Hash consing is better suited to more static data, like literals, or types in systems without type-level beta rules, such as simple type theory, Hindley-Milner or System F. In those cases, hash consing fully captures the compression which is possible by rewriting along conversion rules.

Strict vs lazy evaluation

In dependently typed elaboration, at least some laziness is essential, because some parts of the program may need to be evaluated, but we don't know anything about which parts, until we actually do the elaboration.

At the same time, laziness has significant overhead, so we should limit it to the necessary amount.
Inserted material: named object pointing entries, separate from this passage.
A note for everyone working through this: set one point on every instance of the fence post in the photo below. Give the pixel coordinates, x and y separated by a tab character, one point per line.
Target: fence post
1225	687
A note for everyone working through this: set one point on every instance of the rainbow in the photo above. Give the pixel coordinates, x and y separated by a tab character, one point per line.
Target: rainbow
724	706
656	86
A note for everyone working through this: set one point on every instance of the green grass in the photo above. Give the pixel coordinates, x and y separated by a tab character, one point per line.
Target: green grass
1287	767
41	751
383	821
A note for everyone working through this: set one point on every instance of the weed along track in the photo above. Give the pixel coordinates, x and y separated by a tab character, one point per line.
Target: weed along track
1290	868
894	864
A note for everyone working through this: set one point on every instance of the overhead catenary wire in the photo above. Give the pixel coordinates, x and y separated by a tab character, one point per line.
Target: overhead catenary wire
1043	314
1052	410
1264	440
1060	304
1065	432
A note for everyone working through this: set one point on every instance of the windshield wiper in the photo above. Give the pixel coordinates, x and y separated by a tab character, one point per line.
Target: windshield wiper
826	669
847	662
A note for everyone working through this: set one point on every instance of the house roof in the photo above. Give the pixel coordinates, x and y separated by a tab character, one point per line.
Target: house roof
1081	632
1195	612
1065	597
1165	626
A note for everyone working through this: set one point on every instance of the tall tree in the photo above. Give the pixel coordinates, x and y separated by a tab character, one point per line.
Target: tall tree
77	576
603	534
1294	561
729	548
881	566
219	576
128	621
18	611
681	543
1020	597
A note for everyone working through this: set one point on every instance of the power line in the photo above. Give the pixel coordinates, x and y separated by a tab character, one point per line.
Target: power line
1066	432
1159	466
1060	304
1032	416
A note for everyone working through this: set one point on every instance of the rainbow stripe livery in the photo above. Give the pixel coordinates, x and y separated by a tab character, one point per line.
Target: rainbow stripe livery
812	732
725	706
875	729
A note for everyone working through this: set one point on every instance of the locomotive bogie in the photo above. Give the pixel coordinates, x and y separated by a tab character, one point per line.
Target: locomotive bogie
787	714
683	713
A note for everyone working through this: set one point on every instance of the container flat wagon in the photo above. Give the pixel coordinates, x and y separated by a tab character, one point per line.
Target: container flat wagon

Smalltt has the following approach:

The reasoning is the following. First, it does not make sense to have strict evaluation during infer/check, because that would cause the entire program to be evaluated during elaboration. Hence the laziness of definitions and Pi instantiation.

On the other hand, evaluation is really only forced by conversion checking. The bulk of the program is never forced by conversion checking, so we might as well make evaluation a bit stricter when it is actually forced, to make it faster.

However, glued evaluation mandates that top-level spines are lazily evaluated. So we keep that lazy, and otherwise have call-by-value function applications.

This seems to work well in practice. While there are some cases where it does superfluous work, in realistic code we still get plenty of laziness through let-definitions and top-level variables.

Approximate conversion checking

Approximate conversion checking means deciding conversion without computing all beta-redexes. It's an important feature in pretty much every major TT implementation. For example, if I again have oneMillion as a definition, checking that oneMillion is convertible to itself should immediately return with success, without unfolding the numeral.

Smalltt

Concretely, smalltt has three states in unification: "rigid", "flex" and "full". See unify in src/Unification.hs for details.

Example. We unify cons oneMillion (cons oneMillion nil) with itself. Assume that cons and nil are rigid term formers for lists. We start in rigid mode, which recurses under the cons-es, and tries to unify oneMillion with itself twice. Both cases succeed speculatively, because head symbols match and oneMillion is applied to zero arguments.

Example. We unify const true true with const true false, where const is a top-level definition. We start in rigid mode, and since we have const head on both sides, we try to unify spines in flex mode. This fails, since true /= false. So we unfold the const-s, and unify sides in full mode.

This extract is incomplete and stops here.